Álbum de Claudia vai para a loja com capa que remete à estética da Elenco

Com capa que remete à arte gráfica criada nos anos 60 pelo designer César Vilela para os discos da extinta gravadora Elenco, o CD Senhor do tempo - Canções Raras de Caetano Veloso - o primeiro da cantora Claudia desde 1998 - chega às lojas neste mês de julho de 2011. Editado pela gravadora Joia Moderna, com distribuição da Tratore, o disco tem projeto gráfico assinado por Paulo Bueno. Sob direção artística do DJ Zé Pedro e produção musical de Thiago Marques Luiz, Claudia regrava 12 músicas de Caetano Veloso. O repertório inclui de fato canções pouco ouvidas do compositor - casos de Maria, Maria (Caetano Veloso e Capinam, 1968), Pele (música lançada por Maria Bethânia em 1980 no álbum Talismã), Luzes (tema gravado em 1991 pelo grupo Nouvelle Cuisine no disco Slow food) e Duas manhãs (música lançada por Vanusa em 1977 no álbum Vanusa 30 Anos). As exceções são Menino Deus (música gravada pelo grupo A Cor do Som em 1982 no álbum Magia tropical) e Naquela estação (parceria de Caetano com João Donato e Ronaldo Bastos que promoveu em 1990 o primeiro álbum de Adriana Calcanhotto, Enguiço).

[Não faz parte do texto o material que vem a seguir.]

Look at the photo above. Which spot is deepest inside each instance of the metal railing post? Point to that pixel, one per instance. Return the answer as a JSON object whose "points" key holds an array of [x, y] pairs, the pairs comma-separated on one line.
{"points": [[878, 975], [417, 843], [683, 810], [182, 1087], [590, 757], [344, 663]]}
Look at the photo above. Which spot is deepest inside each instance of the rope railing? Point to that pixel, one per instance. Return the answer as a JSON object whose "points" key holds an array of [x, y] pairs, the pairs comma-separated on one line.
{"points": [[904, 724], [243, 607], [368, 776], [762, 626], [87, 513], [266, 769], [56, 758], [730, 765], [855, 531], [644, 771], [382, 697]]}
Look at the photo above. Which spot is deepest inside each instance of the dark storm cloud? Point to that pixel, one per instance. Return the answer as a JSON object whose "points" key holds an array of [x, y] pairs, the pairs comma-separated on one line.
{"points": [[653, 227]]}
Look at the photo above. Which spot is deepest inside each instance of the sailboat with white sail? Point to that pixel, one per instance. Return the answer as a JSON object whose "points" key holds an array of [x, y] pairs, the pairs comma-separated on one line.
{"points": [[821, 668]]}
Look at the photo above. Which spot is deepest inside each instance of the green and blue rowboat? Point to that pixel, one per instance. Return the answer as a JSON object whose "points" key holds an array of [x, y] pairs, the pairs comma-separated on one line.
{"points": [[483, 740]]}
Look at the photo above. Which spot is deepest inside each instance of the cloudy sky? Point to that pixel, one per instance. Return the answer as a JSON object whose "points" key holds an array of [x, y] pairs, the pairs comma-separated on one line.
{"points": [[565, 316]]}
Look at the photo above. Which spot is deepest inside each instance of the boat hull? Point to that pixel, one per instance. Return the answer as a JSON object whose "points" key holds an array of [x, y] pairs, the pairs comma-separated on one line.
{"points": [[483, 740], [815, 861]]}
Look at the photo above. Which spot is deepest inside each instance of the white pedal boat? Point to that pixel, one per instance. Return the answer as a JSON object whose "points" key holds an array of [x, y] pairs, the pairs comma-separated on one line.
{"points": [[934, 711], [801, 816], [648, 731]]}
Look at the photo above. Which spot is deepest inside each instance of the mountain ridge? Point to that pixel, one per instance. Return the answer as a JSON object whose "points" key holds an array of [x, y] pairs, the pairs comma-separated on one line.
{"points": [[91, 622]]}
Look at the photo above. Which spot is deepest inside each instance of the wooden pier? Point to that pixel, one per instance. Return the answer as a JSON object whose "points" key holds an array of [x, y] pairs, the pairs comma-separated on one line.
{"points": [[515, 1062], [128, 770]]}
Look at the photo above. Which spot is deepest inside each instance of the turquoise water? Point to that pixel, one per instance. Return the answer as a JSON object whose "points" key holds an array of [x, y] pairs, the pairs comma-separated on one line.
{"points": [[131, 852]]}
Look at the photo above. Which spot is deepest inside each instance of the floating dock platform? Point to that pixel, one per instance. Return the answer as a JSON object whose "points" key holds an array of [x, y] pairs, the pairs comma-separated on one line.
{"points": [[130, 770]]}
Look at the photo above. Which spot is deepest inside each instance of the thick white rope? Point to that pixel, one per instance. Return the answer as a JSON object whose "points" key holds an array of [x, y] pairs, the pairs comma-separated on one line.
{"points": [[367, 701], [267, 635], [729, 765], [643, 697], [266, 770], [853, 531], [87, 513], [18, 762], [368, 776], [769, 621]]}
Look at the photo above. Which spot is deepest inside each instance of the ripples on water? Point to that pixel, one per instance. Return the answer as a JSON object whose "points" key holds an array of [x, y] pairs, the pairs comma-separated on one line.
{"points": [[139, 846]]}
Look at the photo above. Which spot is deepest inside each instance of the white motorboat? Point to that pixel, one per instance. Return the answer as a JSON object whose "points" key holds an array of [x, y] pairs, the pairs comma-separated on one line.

Da lavra de Caetano com Milton Nascimento, a faixa-título, Senhor do tempo, é da trilha sonora criada pelos compositores para o filme O Coronel e o Lobisomem (2005). Eis as 12 músicas do disco que - quem sabe? - pode vir a redimensionar com o tempo a importância da voz de Claudia no país das cantoras:

1. Maria, Maria (Caetano Veloso e Capinam, 1968)
2. Naquela estação (Caetano Veloso, João Donato e Ronaldo Bastos, 1990)
3. Senhor do tempo (Caetano Veloso e Milton Nascimento, 2005)
4. Louco por você (Caetano Veloso, 1979)
5. Amo-te (Mesmo?) Muito (Caetano Veloso, 1979)
6. As várias pontas de uma estrela (Caetano Veloso e Milton Nascimento, 1982)
7. Samba em paz (Caetano Veloso, 1966)
8. Pele (Caetano Veloso, 1980)
9. Luzes (Caetano Veloso, 1991)
10. José (Caetano Veloso, 1987)
11. Menino Deus (Caetano Veloso, 1982)
12. Duas manhãs (Caetano Veloso, 1977)

sábado, 2 de julho de 2011

Claudia reaviva memória de Leila Diniz ao gravar ao vivo ode a Taiguara

São Paulo (SP) - Em 1972, entristecido com a morte precoce da atriz Leila Diniz (1945 - 1972) em desastre de avião, o cantor e compositor Taiguara (1945 - 1996) fez uma música em homenagem à libertária artista, ícone nacional da revolução cultural e comportamental dos anos 60. Lançada por Cláudia em compacto de 1972, Memória Livre de Leila foi reavivada pela própria Cláudia na gravação ao vivo do CD e DVD A Voz da Mulher na Obra de Taiguara, realizada na noite de ontem, 1º de julho de 2011, em show no Auditório Simon Bolivar, no Memorial da América Latina. A mesma música já tinha sido regravada em estúdio pela cantora carioca - radicada há anos em São Paulo (SP) - no CD A Voz da Mulher na Obra de Taiguara, origem do primeiro registro audiovisual da gravadora Joia Moderna. Terceira cantora a se apresentar no show dirigido e roteirizado por Thiago Marques Luiz, Claudia fez dois números. Além de Memória Livre de Leila, a cantora pôs sua técnica exemplar em outra música lançada por Taiguara em 1972, Mudou. Contudo, justamente por se cantora gerida pela técnica, Claudia não reproduziu em Mudou as nuances emocionais do primoroso registro feito por Célia para o disco de estúdio lançado em fevereiro. Por estar se apresentando em São Paulo (SP) na mesma noite do show, Célia não participou da gravação ao vivo do oportuno tributo a Taiguara.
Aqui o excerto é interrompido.